En un alarde de torpeza o de simple mala fe, no faltaron militantes socialistas (eso decían ser) que, a lo largo de esta especie de ordalía que vive el PSOE, le han restregado que ya en su día pactó con el PP para ser Lehendakari, olvidando que aquel pacto tuvo como objeto evitar la amenaza de que Euskadi sufriera, de la mano de Ibarretxe, un delirio similar al que hoy padece Cataluña. Eso, y también poner a las instituciones vascas nítidamente contra ETA, que entonces aún mataba. Ambas cosas se lograron en aquella legislatura y Patxi López tiene todo el derecho a reivindicar para sí mismo una gran parte de responsabilidad en aquel éxito. Por eso resulta asombroso que el nivel de inquina dentro del PSOE haya llegado al punto de insultarle y tratar de herirle con cualquier arma, incluido el desprecio por lo que hizo en Euskadi.

El candidato vasco demostró un anticuado y noble sentido de pertenencia a su partido cuando, antes de hacer pública su precandidatura, comunicó personalmente a sus entonces probables contrincantes, su intención de concurrir a las primarias. La réplica por aquel acto de respeto y cortesía ha sido ahora una apelación pública en Alcalá de los Gazules a que sus afines se pasen sin más al bando de Sánchez, e incluso una oferta genérica para contar con él. Todo ello sin siquiera hacerle una llamada previa pero -eso sí- tratándole ahora de “querido compañero”. Unas palabras que, queriendo parecer cariñosas, sonaron a sarcasmo. El traidor al que se ha venido insultando y despreciando sin piedad hasta ayer se ha transmutado súbitamente en gran amigo y ahora resulta no solo merecedor de todo el respeto sino que incluso resultaría un orgullo y un honor contar con él. La parte buena de esta afirmación es que al oírla me di cuenta de que aún no soy tan viejo como para haber perdido del todo la capacidad de asombro.

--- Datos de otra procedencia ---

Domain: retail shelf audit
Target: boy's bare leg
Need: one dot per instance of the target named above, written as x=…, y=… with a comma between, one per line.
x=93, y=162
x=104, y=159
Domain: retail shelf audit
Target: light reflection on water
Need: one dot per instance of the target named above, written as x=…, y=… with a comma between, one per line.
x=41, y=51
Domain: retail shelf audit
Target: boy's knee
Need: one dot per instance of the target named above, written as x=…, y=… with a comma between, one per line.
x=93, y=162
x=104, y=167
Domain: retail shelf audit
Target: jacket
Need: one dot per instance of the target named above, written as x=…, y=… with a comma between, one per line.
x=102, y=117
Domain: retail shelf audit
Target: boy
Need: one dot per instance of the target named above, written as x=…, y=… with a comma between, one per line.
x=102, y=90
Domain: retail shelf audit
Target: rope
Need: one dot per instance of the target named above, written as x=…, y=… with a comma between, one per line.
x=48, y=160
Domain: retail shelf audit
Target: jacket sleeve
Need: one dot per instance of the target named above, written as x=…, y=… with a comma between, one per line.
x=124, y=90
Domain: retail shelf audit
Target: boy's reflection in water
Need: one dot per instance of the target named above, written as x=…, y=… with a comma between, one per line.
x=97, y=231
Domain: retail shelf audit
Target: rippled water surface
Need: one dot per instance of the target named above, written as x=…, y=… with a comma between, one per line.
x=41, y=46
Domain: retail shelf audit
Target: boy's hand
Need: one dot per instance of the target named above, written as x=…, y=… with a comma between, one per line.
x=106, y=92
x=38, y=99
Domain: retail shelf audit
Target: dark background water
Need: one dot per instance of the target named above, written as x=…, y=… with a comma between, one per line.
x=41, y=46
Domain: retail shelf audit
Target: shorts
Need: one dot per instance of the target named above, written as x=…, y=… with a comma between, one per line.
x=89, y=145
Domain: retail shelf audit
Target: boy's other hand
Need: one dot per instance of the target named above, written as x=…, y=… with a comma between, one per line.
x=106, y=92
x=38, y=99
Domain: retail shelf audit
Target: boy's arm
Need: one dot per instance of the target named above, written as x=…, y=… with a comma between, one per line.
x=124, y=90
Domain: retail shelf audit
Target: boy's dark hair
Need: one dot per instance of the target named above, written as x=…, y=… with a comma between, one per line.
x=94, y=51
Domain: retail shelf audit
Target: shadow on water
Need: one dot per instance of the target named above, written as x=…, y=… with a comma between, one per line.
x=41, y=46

Si su candidatura es o no un error personal es algo que el tiempo responderá, pero lo que es seguro es que el de Portugalete, como dijo desde el primer día, verá las papeletas con su nombre en las mesas electorales del día 21. Lo ha dicho y lo hará. Es su carácter. Por eso en estos momentos sus dudas no deben ir por ahí sino por lo que pueda pasar con el PSOE después del día 21, que lleva todo el camino de convertirse en la segunda parte del Comité Federal de octubre. A ver qué le llaman ese día a Patxi López: si querido compañero o traidor.